Auf der Rückfahrt in Richtung Heimathafen liefen die zwei Boote auch durch eine sehr grobe See in der Nordsee ohne Schwierigkeiten.

 

Wie dann die unzähligen Übungs- und Manöverfahrten wie z.B. bei Windstärke 8 nach Frederikshavn in Dänemark absolviert wurden oder bei den zwei Wochen Manöver in Norwegen, zeigte sich das Schnellboot mit seiner schon damals umfangreichen Technik als sehr zuverlässig.

 

Selbst eine Fahrt mit Windböen von 8 bis 9 auf der Ostsee haben wir dank unseres guten Kommandanten und dem zuverlässigen Boot gut überstanden. Nur gab es einige Seekranke bei unserer Besatzung.

 

Was die Unterbringung betrifft, hatten wir gegenüber U-Booten und anderen Einheiten ja schon Luxus und wir hatten ja noch die Landunterkünfte im Stützpunkt.
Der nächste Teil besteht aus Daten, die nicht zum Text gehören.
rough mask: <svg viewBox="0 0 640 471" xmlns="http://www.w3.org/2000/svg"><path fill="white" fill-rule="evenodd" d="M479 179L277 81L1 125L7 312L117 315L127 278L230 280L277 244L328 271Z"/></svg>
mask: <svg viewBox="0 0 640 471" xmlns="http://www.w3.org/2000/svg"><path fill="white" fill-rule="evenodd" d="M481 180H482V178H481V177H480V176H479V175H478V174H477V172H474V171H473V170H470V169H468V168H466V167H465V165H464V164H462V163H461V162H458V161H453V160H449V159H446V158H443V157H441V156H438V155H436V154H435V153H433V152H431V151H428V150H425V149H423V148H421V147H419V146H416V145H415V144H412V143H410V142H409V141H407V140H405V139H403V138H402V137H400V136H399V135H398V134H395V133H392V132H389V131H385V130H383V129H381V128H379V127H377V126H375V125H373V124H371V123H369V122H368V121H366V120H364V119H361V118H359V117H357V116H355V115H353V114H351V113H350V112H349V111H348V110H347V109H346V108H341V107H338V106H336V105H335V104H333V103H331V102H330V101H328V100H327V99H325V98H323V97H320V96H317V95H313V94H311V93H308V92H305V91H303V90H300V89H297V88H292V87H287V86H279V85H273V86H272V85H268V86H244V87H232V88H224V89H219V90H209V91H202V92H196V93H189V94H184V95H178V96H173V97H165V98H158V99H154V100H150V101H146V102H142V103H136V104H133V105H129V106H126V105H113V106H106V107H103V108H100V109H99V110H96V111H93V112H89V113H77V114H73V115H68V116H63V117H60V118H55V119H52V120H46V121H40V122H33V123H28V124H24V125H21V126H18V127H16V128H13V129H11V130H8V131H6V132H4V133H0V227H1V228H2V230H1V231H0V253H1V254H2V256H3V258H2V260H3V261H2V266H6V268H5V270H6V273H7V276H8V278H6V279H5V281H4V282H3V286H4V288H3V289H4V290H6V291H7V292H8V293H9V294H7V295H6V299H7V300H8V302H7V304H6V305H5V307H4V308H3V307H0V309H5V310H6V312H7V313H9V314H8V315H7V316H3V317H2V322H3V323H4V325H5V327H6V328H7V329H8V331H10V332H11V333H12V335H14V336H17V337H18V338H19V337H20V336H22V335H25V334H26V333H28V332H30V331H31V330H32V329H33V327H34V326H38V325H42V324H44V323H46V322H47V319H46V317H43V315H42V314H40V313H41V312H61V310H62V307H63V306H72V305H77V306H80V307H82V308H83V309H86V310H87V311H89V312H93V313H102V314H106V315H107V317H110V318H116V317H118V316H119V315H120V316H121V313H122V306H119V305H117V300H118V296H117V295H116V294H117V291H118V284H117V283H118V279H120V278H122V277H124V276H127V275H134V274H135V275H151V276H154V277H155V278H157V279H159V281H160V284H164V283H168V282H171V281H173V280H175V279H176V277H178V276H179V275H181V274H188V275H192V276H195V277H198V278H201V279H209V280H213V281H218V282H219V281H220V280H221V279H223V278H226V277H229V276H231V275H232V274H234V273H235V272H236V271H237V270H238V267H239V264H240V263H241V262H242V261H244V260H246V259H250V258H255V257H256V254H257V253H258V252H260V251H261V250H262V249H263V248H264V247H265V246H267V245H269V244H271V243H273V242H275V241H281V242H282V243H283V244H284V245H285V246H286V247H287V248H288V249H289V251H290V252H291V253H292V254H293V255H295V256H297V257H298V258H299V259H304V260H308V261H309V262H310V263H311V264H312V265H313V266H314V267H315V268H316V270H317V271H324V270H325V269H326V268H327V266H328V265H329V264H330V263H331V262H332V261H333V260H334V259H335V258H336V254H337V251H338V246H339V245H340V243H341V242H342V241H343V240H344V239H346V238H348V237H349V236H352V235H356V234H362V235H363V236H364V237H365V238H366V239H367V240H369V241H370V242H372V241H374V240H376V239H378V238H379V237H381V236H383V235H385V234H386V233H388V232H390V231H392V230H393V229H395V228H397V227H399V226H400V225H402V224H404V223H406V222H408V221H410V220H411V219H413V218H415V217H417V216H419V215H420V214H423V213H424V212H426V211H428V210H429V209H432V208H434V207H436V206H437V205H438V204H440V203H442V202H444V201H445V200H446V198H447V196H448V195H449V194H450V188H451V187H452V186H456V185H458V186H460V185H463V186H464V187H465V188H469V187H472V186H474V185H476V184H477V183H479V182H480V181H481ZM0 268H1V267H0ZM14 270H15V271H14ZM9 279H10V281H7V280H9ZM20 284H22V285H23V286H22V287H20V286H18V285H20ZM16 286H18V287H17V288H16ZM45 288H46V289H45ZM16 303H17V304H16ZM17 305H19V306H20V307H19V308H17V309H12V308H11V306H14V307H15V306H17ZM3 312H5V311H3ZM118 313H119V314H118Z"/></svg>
Ich bin gerne auf dem Boot gefahren. Wir waren nicht nur ein super Team, sondern eine richtige Familie, mit einem Kommandanten, für den wir durchs Feuer gegangen wären.

 

Zudem hatten wir keine nennenswerten Reparaturen und führten so die intervallmäßigen Wartungen durch. Immerhin hatten wir so eine Ausbildung und eine Fülle von Ersatzteilen, dass wir auch größere Reparaturen, wie Kolbenwechsel usw. hätten mit Bordmitteln ausführen können.

 

So problemlos die damalige Einführung funktionierte, scheinen heute Probleme bei neuen Schiffen üblich zu sein. Jahrelange Verspätungen bei der Auslieferungen und explodierende Kosten sind zur Normalität geworden.